Posts Tagged Duncan Grant
For my first two posts on the links between ‘Bloomsbury’ and women’s suffrage see here and here. In ‘Bloomsbury Links’ (Part 3) I mentioned that in 1916 Ray Strachey took over the post of parliamentary secretary to the National Union of Women’s Suffrage Societies and moved to Westminster to be close to the NUWSS office. From 1916 until 1934 she was also chairman of the Women’s Service Bureau, which originated in the war work of the London Society for Women’s Service. In 1925, when the financial position of the latter society (now called the London Society for Women’s Service) was critical, funds were raised by the presentation at the Scala Theatre of two specially-staged charity performances of The Son of Heaven, a play written by Ray’s brother-in-law, Lytton Strachey.
The play – a’tragic melodrama’ -was set in China at the time of the 1900 Boxer Rebellion. It’s director was Alec Penrose, whose (first) wife was the production’s wardrobe mistress, Ralph Partridge played ‘The Executioner’, Geoffrey Webb, later Slade professor of Fine Art at Cambridge, played ‘Wang Fu’ and Gerald Brennan was among the extras. Gertrude Kingston -now elderly and a one-time member of the Actresses’ Franchise League, was the only ‘professional’ member of the cast.
The accompanying music was composed and conducted by William Walton – his first commission for the stage. Of it Constant Lambert (who played the timpany in the production’s orchestra) commented – ‘So great was [Walton’s] obsession with ragtime that he was unable to prevent some unmistakeable touches of Gershwin from entering the score!). The critic from The Stage described the music as ‘ambitious and decidedly heavy’.
Duncan Grant designed the costumes and sets. These included an Omega Workshop screen and a carpet designed by Vanessa Bell, who was also responsible for the cover of the programme.
Robert Medley, a painter and member of the cast, remembered the colours used – ‘clear ochres and greys, offset by pinks, oranges and emerald greens’ (Frances Spalding, Duncan Grant). The costumes were painted in a decidedly Omega style by Duncan Grant and Vanessa Bell and proved all too much for Gertrude Kingston. She refused to wear her costume and the designers were forced to dress her instead in a black brocade ‘Manchu’ robe belonging to Lady Strachey. All in all it seems to have been a rather entertaining venture, although I cannot tell you how much money it raised for the LSWS.

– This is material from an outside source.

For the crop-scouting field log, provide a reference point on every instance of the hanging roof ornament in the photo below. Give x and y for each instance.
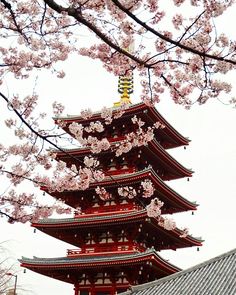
(125, 84)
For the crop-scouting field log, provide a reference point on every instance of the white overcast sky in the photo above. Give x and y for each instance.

In 1930, when the London and National Society for Women’s Service (as it had confusingly been renamed in 1926) wished to publicise not only its existence but also that of their new purpose-built hall , ‘Although very doubtful of success, Miss [Philippa] Strachey undertook to approach Virginia Woolf, to ask if she would be willing to give a talk on ‘Literature’. In the event Virginia Woolf did agree to speak and on the appointed evening, 21 January 1931, shared the platform with her new friend, Dame Ethel Smyth, who spoke on ‘Music’.

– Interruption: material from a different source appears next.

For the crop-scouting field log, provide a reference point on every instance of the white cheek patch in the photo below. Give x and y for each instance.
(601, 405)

The hall, with a library, restaurant and offices, was part of Women’s Service House, the LNSWS’s new Westminster premises. Millicent Fawcett laid the foundation stone on 29 April 1929, barely three months before her death; the hall was intended as her memorial – rather more useful than a statue but, alas, without a statue’s popular appeal (on this bee in my bonnet see more here). Known as the Millicent Fawcett Hall, it still stands at 31 Marsham Street, now put to good use by Westminster School as its drama centre.
Back in January 1931 the sub-committee of the London Society responsible for arranging the evening’s entertainment felt obliged to install a microphone for Mrs Woolf – at the cost of £8; there was no suggestion that Dame Ethel required amplification.

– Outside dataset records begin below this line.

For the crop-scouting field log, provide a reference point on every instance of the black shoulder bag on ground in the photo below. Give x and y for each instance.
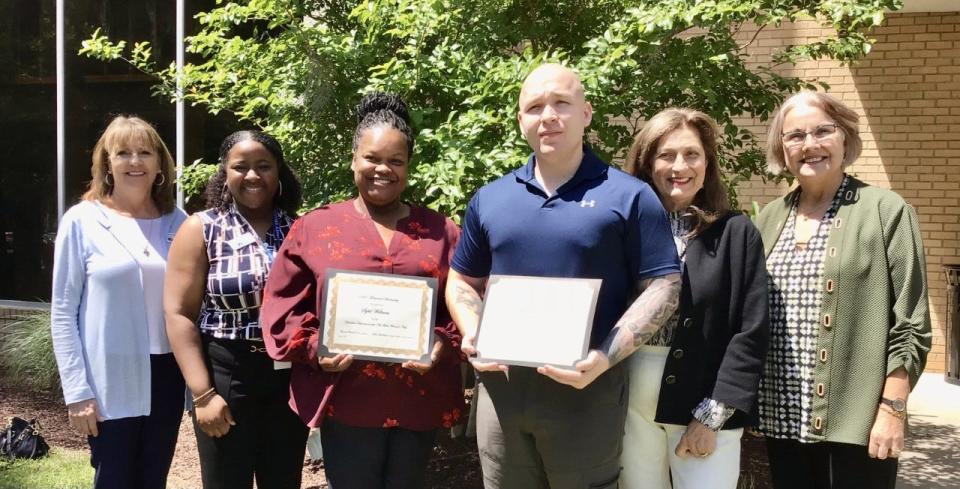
(21, 439)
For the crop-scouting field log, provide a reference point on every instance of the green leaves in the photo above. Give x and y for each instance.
(297, 67)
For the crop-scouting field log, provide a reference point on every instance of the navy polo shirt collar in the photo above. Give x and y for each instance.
(591, 166)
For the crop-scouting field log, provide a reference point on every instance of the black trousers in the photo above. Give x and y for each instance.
(375, 458)
(827, 465)
(137, 451)
(269, 439)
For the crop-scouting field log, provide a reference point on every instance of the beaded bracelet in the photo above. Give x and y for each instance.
(201, 400)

The speakers attracted one of the society’s largest audiences and Virginia Woolf received a review in The Woman’s Leader (now, incidentally, edited by a niece of Mrs Pankhurst): ‘She “was with us, but not of us”. Her eyes are on the stars, as though she listens to some far-off song – but a song of which even an audience of modern and practical minded young women can catch an echo when Mrs Woolf speaks.’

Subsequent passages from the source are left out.